Appraisal is a formal process to handle disputes about the amount TWIA will pay for your claim. Unless otherwise stated by TWIA or the Texas Department of Insurance (TDI), the deadline to request appraisal on the actual cash value amount of your claim (i.e., the covered item’s current market value, used to determine your first claim payment amount) is 60 days from the date you receive your notice letter. If you have replacement cost coverage, you will have additional time to request appraisal. That timeline will be included in your notice letter.
To preserve your right to appraisal, this process is automatically activated if you notify TWIA that you disagree with our assessment of the covered portion of your claim. This does not mean you have to go through the appraisal process, but that you will have the option to in the future. You can start this process by having a discussion with your claims examiner or sending TWIA a message through Claims Center or the Policyholder Portal with details about what you are disputing. If you are unable to use one of these systems, you can email email@example.com with your claim number in the subject line. Communicating with us through Claims Center or the Policyholder Portal will allow us to respond faster than email. Each of these options (Claims Center, the Policyholder Portal, email) will help document the time when you make the request.
Disputes Regarding Denied Claims
If you wish to dispute TWIA’s decision to partially or fully deny coverage for your claim, you must provide notification that you intend to bring suit against TWIA. You have two years after receipt of a claim decision to notify TWIA of a coverage dispute. If you miss the two year deadline, you waive the right to contest TWIA’s denial of the claim, and are barred from bringing a lawsuit concerning denial of coverage.
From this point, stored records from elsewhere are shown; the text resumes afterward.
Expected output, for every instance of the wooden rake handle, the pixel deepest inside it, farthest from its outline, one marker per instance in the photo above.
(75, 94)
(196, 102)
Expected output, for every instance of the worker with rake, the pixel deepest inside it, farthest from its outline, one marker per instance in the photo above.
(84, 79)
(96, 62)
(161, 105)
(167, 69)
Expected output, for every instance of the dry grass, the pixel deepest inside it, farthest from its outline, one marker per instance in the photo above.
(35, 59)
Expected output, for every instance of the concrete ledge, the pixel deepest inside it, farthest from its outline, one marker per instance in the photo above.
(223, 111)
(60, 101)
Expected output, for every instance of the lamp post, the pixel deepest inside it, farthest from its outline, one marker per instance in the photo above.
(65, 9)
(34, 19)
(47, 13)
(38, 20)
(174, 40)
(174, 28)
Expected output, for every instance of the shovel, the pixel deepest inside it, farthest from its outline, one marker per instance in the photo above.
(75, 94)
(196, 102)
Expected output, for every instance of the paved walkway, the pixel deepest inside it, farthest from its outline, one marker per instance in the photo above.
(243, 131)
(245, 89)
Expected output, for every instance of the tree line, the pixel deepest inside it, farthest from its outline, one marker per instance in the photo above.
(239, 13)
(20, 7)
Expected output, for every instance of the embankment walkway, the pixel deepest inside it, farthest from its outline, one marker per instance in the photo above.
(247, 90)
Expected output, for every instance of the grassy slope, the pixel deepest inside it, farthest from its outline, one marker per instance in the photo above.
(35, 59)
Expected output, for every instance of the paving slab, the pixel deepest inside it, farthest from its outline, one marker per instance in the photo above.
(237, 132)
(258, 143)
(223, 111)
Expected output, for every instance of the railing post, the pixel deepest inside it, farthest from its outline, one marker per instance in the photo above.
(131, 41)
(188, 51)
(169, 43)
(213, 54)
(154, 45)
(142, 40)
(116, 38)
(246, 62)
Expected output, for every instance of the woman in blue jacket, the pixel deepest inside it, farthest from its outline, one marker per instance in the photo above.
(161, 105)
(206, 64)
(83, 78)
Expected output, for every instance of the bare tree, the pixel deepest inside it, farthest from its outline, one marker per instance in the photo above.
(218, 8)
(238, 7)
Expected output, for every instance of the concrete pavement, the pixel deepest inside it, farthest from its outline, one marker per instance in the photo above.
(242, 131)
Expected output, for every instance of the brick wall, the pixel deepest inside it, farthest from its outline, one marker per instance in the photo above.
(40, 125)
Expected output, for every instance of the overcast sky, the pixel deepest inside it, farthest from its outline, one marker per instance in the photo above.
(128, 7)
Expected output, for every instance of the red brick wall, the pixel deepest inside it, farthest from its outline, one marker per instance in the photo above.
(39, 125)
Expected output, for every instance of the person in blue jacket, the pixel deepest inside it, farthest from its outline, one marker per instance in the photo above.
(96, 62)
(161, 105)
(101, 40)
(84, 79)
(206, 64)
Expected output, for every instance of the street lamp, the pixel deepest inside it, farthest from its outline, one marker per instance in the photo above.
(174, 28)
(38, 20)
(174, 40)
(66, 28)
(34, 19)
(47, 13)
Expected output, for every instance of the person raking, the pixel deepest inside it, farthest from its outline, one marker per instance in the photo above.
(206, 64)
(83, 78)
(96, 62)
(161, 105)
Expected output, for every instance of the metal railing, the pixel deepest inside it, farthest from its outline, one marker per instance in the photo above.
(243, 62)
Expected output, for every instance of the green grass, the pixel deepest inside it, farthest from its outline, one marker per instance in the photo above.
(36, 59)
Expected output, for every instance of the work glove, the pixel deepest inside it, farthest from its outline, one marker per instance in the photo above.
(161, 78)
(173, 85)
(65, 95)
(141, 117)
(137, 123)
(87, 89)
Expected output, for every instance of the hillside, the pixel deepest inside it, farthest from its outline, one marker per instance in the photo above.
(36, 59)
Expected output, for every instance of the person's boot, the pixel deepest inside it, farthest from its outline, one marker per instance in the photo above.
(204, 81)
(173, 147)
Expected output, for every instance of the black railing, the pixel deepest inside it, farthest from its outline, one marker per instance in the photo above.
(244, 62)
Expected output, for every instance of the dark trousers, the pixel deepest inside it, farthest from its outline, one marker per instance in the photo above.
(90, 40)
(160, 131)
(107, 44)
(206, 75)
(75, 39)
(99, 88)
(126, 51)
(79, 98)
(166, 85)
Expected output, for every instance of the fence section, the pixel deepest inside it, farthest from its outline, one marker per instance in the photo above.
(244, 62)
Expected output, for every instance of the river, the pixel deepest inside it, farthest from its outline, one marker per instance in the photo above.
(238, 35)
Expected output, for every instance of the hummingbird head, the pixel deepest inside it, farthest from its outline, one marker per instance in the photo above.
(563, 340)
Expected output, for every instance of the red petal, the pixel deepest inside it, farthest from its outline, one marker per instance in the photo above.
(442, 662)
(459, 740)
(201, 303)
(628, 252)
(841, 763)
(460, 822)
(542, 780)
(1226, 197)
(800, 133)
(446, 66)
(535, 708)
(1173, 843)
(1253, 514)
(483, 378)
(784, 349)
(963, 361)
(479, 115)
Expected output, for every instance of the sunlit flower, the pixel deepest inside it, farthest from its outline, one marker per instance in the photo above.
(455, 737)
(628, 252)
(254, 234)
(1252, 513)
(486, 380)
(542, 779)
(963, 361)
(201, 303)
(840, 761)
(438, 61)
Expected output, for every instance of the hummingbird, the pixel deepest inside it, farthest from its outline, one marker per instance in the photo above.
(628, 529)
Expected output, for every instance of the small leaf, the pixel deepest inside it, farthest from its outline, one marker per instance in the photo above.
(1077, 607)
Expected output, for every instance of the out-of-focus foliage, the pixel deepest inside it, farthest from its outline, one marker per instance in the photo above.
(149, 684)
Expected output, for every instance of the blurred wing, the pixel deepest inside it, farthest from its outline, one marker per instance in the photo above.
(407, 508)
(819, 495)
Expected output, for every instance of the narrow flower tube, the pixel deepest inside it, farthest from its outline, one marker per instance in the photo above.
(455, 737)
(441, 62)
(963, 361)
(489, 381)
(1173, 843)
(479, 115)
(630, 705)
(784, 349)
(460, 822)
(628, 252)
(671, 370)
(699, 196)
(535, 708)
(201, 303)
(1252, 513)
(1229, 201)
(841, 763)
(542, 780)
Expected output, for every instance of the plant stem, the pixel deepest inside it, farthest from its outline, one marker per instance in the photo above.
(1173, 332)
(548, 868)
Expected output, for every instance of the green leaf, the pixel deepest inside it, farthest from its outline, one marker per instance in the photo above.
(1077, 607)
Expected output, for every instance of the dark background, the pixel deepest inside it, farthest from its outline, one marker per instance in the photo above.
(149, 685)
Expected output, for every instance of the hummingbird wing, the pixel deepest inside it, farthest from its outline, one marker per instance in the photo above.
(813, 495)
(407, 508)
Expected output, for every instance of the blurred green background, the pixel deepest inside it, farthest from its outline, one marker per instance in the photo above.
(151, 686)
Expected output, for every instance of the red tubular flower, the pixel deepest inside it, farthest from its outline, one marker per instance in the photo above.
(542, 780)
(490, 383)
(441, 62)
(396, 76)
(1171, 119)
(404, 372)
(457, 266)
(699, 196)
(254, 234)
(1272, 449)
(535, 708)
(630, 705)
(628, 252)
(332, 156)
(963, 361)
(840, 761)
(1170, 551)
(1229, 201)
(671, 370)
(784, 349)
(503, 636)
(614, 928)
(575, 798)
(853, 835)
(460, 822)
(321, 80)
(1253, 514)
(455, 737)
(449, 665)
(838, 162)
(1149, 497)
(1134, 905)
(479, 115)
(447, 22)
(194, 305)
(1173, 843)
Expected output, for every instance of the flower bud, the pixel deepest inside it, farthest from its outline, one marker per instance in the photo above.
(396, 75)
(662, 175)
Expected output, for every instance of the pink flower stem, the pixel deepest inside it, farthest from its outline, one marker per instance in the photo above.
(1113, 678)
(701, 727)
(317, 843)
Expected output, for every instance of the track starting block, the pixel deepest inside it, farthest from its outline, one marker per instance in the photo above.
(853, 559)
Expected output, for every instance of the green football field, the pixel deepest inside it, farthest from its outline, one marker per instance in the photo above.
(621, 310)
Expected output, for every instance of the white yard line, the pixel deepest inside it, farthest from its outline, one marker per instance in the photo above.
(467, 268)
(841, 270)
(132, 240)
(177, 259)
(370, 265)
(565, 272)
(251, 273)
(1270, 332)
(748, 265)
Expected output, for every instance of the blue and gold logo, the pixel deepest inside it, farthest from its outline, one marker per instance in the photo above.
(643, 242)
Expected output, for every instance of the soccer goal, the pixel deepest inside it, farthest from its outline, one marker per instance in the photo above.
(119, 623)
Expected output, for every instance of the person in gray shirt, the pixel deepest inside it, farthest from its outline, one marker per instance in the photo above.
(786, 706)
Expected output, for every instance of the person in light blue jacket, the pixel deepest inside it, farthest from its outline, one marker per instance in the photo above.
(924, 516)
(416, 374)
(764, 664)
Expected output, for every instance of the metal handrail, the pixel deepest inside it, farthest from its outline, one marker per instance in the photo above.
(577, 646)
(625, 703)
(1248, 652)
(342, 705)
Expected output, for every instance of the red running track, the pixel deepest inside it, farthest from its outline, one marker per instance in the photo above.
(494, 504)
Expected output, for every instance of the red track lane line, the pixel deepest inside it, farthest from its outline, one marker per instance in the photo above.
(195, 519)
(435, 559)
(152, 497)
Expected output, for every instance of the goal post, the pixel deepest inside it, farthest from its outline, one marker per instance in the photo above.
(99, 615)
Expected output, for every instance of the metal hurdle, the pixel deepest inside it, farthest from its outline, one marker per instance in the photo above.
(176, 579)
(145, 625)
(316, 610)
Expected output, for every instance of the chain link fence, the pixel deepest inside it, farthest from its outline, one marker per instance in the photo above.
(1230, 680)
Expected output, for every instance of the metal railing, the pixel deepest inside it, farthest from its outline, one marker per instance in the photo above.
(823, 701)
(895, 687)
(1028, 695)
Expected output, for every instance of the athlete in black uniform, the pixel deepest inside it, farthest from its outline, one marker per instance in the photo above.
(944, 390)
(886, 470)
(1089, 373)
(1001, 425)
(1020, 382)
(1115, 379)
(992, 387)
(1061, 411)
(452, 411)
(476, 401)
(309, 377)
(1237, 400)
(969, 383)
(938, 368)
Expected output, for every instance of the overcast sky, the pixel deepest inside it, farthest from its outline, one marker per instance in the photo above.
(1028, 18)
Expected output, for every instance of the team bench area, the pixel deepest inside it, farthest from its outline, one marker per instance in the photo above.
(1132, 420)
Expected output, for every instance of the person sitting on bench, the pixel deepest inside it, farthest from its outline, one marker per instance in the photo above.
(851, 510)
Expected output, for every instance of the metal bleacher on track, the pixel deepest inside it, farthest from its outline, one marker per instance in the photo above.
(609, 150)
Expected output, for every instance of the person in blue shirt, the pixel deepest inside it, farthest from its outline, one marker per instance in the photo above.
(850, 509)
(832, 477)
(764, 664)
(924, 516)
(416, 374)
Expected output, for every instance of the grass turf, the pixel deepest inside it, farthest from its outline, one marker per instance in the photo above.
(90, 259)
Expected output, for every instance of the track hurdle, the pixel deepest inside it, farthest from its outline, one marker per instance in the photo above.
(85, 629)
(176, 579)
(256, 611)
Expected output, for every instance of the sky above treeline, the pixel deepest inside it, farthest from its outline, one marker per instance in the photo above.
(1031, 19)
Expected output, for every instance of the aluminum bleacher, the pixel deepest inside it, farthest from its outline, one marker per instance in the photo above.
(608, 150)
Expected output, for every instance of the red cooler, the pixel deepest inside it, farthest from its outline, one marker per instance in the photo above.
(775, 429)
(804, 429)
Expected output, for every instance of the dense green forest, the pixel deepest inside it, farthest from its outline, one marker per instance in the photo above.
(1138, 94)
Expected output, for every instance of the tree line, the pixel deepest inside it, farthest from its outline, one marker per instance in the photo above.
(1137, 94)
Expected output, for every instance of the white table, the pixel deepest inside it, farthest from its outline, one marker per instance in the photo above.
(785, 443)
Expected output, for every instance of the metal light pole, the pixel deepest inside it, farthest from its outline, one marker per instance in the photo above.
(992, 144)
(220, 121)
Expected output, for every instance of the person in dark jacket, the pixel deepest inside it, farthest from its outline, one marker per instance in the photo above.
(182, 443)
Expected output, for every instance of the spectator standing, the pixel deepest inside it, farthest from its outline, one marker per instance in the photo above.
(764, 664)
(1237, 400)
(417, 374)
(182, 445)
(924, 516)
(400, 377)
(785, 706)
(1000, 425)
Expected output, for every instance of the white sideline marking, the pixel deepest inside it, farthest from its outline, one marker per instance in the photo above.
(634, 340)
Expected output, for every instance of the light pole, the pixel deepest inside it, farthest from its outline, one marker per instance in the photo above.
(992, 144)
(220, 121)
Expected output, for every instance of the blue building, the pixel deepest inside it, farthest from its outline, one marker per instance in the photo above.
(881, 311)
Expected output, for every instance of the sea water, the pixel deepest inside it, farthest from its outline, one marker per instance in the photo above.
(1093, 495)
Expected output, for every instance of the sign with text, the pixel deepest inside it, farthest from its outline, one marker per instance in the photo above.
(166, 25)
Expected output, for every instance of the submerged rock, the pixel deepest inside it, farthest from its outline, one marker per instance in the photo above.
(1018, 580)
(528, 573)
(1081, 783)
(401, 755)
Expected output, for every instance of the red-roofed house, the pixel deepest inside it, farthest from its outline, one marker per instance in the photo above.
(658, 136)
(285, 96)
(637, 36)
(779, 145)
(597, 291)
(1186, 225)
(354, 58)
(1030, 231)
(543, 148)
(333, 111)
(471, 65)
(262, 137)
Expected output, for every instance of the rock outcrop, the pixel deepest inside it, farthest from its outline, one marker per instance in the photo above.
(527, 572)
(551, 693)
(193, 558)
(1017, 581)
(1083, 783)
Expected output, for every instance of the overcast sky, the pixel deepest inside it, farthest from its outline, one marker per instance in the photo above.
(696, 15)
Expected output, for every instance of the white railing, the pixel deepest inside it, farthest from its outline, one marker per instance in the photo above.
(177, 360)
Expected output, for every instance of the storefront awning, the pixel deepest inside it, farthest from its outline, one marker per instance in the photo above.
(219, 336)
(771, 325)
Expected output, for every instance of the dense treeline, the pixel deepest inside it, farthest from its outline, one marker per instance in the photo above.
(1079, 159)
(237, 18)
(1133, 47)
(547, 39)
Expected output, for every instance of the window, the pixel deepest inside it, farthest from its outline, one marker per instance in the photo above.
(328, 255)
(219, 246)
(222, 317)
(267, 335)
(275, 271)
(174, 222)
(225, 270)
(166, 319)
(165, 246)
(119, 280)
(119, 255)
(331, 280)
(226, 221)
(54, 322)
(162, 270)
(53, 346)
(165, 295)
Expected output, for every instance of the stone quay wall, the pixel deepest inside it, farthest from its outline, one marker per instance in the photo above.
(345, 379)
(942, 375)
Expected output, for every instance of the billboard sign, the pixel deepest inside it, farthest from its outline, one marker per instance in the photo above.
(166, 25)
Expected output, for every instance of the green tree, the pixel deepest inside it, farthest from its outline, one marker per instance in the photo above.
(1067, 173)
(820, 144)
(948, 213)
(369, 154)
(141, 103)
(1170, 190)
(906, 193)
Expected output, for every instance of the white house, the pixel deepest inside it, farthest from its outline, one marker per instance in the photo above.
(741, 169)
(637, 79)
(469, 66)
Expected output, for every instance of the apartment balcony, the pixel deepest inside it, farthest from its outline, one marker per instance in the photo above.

As a prerequisite to filing suit, TWIA has the option of requiring you, the policyholder, to submit the dispute to Alternative Dispute Resolution (ADR). Mediation is the primary form of dispute resolution utilized by TWIA. ADR must be completed no later than 60 days after TWIA requests ADR, unless the period is extended by mutual agreement or by rule of the Commissioner of Insurance. If ADR is not completed, or if you are not satisfied after the ADR, you may bring a lawsuit in a district court no later than two years after the date you received TWIA’s decision regarding the claim. All costs and expenses of mediation are shared equally by both parties.
Lawsuit criteria is outlined in the Texas Windstorm Insurance Association Act, Section 2210.576 (b), Texas Insurance Code.
Guides and Resources
Claims Guides and Worksheets for Policyholders
Additional Assistance for Policyholders
TDI Coastal Outreach and Assistance Services Team
Created in 2011, the Texas Department of Insurance’s Coastal Outreach and Assistance Services Team (COAST) provides information and educational programs to help TWIA policyholders with the claims process. COAST can help you:
- Learn about your rights as a TWIA policyholder
- Learn about the TWIA claims process
- Know what to do if TWIA denies your claim
- Resolve a concern about a TWIA claim
This webpage is intended for educational purposes only and does not supersede your policy contract. Every claim is evaluated on its own merits and it is possible your particular claim could be handled differently.